Willsmadnan,
You know absolutely nothing about me, and have simply accused me of having 'pent-up anger' because my point of view differs from that of yours and some others. Disagreement does not equate 'pent-up anger', and your accusation of anger does not mean that my point of view is invalid.
My posts have been far more balanced than most who have posted on this subject. I have acknowledged that bee63 was in a terrible situation and was a victim of abuse, but also acknowledged that her son was a victim of abuse. He had an awful childhood and was raised in an abusive situation, but that has been conveniently ignored by some members.
Most of the members who have posted have automatically assumed that the son is the problem and should just 'get over it', and have even used derogatory terms to describe him. I have done nothing of the sort, and neither described bee63 or her son in any kind of derogatory way. Also, encouraging bee63 to shift all responsibility onto the son won't help and will probably destroy any chance of a relationship that she has with him.
I have not been in contact with my family for many years as the situation was, and still is potentially dangerous. However, I am not angry about how I was treated and moved on a very long time ago, so your assumption of being 'burdened' is incorrect. However, I am grieved by the fact that we still make so many excuses for child abuse, and raising children in abusive situations. It is the 21st century, and we should be beyond such archaic and damaging attitudes.

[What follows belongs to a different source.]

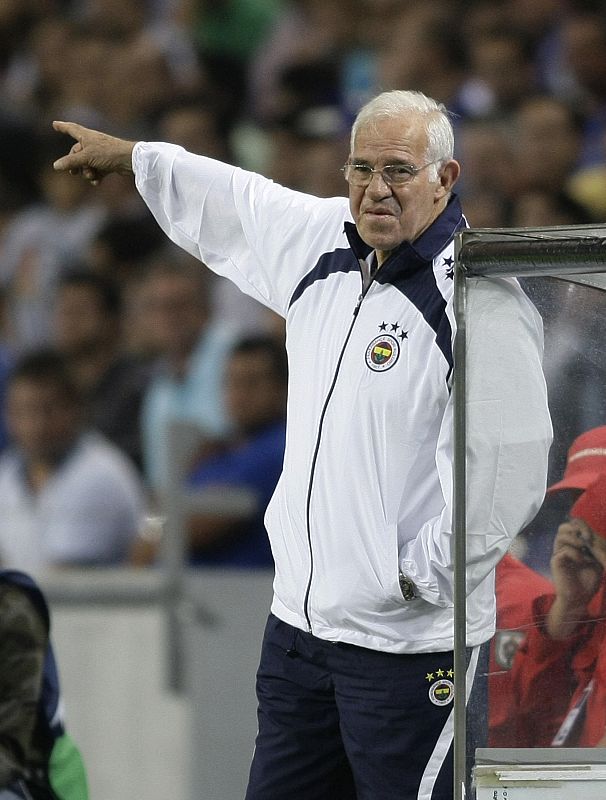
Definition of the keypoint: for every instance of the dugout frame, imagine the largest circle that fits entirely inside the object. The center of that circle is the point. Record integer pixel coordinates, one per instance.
(571, 253)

It is perfectly acceptable for me to present another point of view, and explain that maybe the son has a very good reason for not wanting to be in contact. I have already wished bee63 well, as I believe that she is sincere in wanting to rebuild a relationship with her son, and am still of the opinion that Frue's advice is probably the best course of action to take. However, it is important that we all take full responsibility for what we do in this life, including raising children in abusive situations, even if it seemed to be the best thing or only thing that someone could do at the time.